И всё-таки за всех «молодых» пришлось отдуваться совсем уж молодым, которых обычно относят к категории «вчерашних студентов».
Как раз такой поэт и взошёл одним из первых на трибуну. Стоило ему начать говорить, и был он живо «распят» Хрущёвым как идеологический отщепенец. Глава партии находился в убеждении, что новое поколение творческой интеллигенции носит фиги в карманах, не верит в коммунизм и преклоняется перед Западом. Поэт сбивчиво попытался возразить:
– Это не так, Никита Сергеевич... Я хоть и не член Коммунистической партии...
– То, что вы беспартийный – не доблесть, – перебил его Хрущёв. – Почему вы это афишируете? – И вдруг, впадая в одержимость, перескочил на высокие звонкие ноты. – А я горжусь тем, что я — член партии и умру членом партии!
Далее его уж несло безудержно, как ураган.
– Сотрём! Сотрём! – угрожающе летал по воздуху его кулак. – Я не могу спокойно слышать подхалимов наших врагов. Не могу! Я не могу слушать агентов. Прежде всего я человек, я рабочий своего класса, я друг своего народа, я его боец и буду бороться против всякой нечисти!
Челышев вспомнил, как Хрущёв распекал художников в Манеже, и к нему пришла крамольная мысль: Первый секретарь, действительно, неистов или это игра, роль, которую он привычно исполняет с начала своей карьеры?
В любом случае, слышать его, бушующего, косноязычного, было и стыдно, и страшно.
Хрущёв, чтобы не задохнуться, сделал паузу, но продолжил с тем же накалом ожесточения.
– Здесь вот ещё агенты присутствуют. Вон молодые люди, довольно скептически смотрят. Кто они такие? Я не знаю. Один без очков сидит, другой очкастый. И ещё, который рядом с ним – в жёлтой рубашке.
У Алексея Дмитриевича засосало под ложечкой – и вовсе не от голода. Дело в том, что этот последний был не только соседом «очкастого», но по другую руку и Челышева. Чёрт знает, что могло взбрести Хрущёву в голову, переведи он взгляд правее, то есть на него. Тем более, что человек в жёлтом «попал под раздачу» явно за компанию, ибо отродясь никакие фиги в карманах не носил, и, следовательно, не мог смотреть «скептически». Об этом Челышеву было известно доподлинно, поскольку он хорошо знал и его, и его отца, ныне покойного писателя Ковригина. Сын же занимался тем, что сочинял патриотические поэмы и баллады. Когда-то семейство писателя и Челышев жили в одном дачном посёлке, и Алексей Дмитриевич помнил Василия ещё юнцом. И тогда и после он любил время от времени напускать на себя поэтический флёр, любил, подражая Маяковскому, эпатировать, а, по-простому, выпендриваться, но это никак не мешало оставаться ему верноподданным гражданином.

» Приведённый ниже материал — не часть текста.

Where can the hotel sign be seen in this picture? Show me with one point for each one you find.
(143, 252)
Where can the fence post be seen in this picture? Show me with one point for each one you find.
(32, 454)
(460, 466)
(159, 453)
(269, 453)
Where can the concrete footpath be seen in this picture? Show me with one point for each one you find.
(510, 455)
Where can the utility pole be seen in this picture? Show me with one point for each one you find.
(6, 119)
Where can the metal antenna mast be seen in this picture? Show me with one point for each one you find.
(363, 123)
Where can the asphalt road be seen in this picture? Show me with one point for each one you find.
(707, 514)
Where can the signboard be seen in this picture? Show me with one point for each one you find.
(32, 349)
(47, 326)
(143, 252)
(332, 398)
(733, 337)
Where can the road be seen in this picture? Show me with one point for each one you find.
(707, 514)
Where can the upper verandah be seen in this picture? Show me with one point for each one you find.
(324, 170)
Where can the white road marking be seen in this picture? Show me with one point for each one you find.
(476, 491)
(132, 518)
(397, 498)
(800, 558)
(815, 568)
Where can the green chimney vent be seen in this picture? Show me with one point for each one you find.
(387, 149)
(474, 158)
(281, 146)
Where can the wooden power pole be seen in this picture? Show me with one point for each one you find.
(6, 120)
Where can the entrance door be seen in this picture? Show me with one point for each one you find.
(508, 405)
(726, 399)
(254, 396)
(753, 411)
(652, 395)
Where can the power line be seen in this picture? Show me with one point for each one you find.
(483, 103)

Молодой Ковригин побледнел, опустил взгляд и плечи. Довыпендривался! «Жёлтый цвет – это ярко, свежо!» А ещё эта мода на нейлоновые сорочки! И хоть бы пиджак надел – всё было бы не так «свежо»...
Окончательно добила его реплика, случайно влетевшая в микрофон, но отчётливо прозвучавшая в зале:
– Как он оделся! – возмутился кто-то в президиуме. – Вы посмотрите, жёлтый, как подсолнух. Ни стыда ни совести! В Кремль пришёл!

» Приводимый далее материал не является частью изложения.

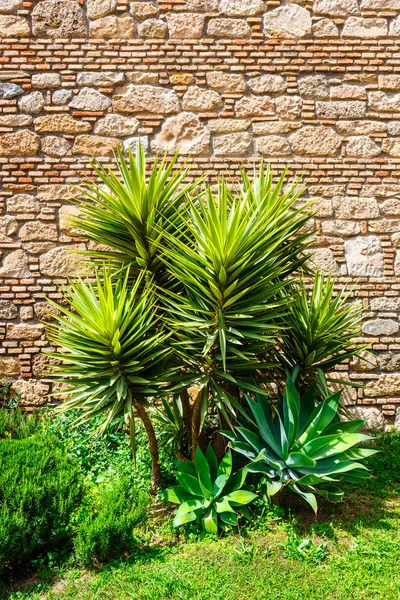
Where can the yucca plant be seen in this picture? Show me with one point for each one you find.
(232, 258)
(112, 353)
(209, 492)
(301, 445)
(322, 327)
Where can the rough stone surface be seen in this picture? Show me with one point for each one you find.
(58, 19)
(184, 132)
(364, 256)
(21, 143)
(290, 21)
(323, 141)
(146, 98)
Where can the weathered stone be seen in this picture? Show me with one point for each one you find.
(325, 261)
(254, 106)
(60, 262)
(375, 418)
(61, 97)
(319, 141)
(359, 27)
(116, 125)
(153, 28)
(290, 21)
(184, 26)
(324, 28)
(183, 132)
(336, 8)
(380, 327)
(12, 26)
(22, 331)
(61, 124)
(362, 146)
(100, 78)
(147, 98)
(347, 91)
(386, 385)
(267, 83)
(91, 100)
(15, 120)
(19, 143)
(272, 145)
(58, 19)
(364, 256)
(32, 392)
(341, 228)
(10, 6)
(100, 8)
(348, 109)
(113, 27)
(200, 99)
(95, 145)
(356, 208)
(228, 125)
(389, 361)
(226, 82)
(8, 228)
(55, 146)
(46, 80)
(381, 102)
(143, 10)
(360, 127)
(15, 265)
(289, 107)
(8, 310)
(314, 86)
(32, 103)
(231, 144)
(38, 231)
(9, 367)
(10, 90)
(391, 146)
(22, 203)
(235, 28)
(241, 8)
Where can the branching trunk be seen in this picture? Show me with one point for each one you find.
(153, 446)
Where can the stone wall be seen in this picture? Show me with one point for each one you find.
(312, 84)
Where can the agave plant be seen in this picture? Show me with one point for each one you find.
(322, 327)
(300, 445)
(209, 492)
(112, 357)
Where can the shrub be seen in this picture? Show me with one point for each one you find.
(105, 528)
(300, 445)
(39, 489)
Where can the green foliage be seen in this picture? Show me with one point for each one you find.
(322, 327)
(209, 492)
(105, 527)
(39, 489)
(302, 446)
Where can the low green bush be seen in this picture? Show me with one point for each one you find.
(40, 487)
(105, 526)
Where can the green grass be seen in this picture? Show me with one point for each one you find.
(352, 553)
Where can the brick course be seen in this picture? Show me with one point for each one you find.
(315, 85)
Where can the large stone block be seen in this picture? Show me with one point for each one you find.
(364, 256)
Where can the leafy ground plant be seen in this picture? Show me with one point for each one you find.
(209, 492)
(301, 445)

Василий оказался близок к обмороку, и, вероятно, его бы не миновать, но тут Хрущёв спохватился, что ещё не покончено с «агентом», который на трибуне:
– Ты с нами или против нас? Другого пути нет. Мы хотим знать, кто с нами, кто против нас. Никакой оттепели. Или лето, или мороз!

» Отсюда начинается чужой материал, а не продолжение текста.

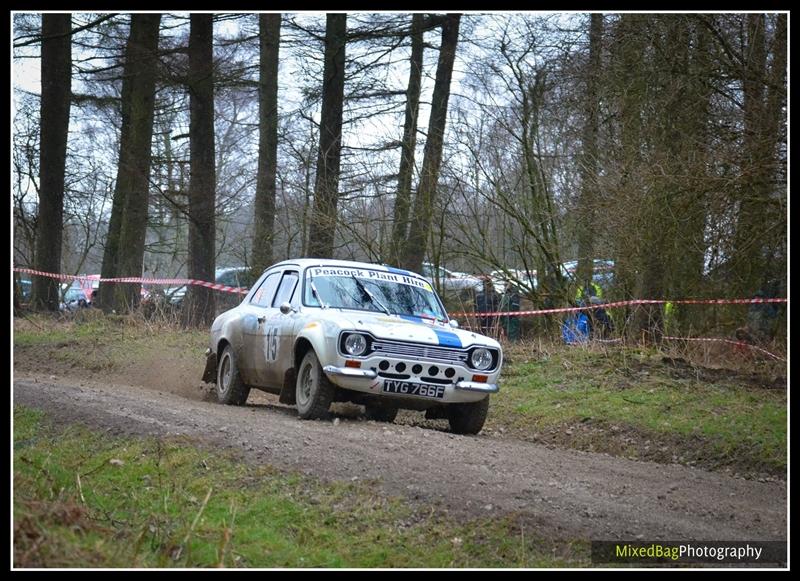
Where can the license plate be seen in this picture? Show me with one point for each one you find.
(410, 388)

– Никита Сергеевич, у меня были... Я чувствую, особенно сейчас. У меня были нервные срывы...
Видя, что «враг» повержен, Хрущёв потерял к нему всякий интерес, но после бедного поэта на трибуну призвали молодого прозаика. Затем ещё одного «агента». И ещё...
Несколько часов продолжалась порка.
6
Несмотря на то, что о Васе Ковригине больше никто не вспомнил, состояние его было ужасно.
– Давай я тебя провожу домой, – предложил Челышев, когда они вышли из Спасских ворот и через Красную площадь направились к метро «Проспект Маркса».
– Алексей Дмитриевич, отведите меня лучше в кабак!
Карие Васины глаза полнились мокрым блеском – нет, он не плакал, он страдал, – и лицо его было горестно-сумрачным.
– В кабак, так в кабак, – согласился Челышев, также ощутив потребность приглушить тягостные впечатления сегодняшнего дня.
Набрались они изрядно в первом попавшемся на улице Горького питейном заведении.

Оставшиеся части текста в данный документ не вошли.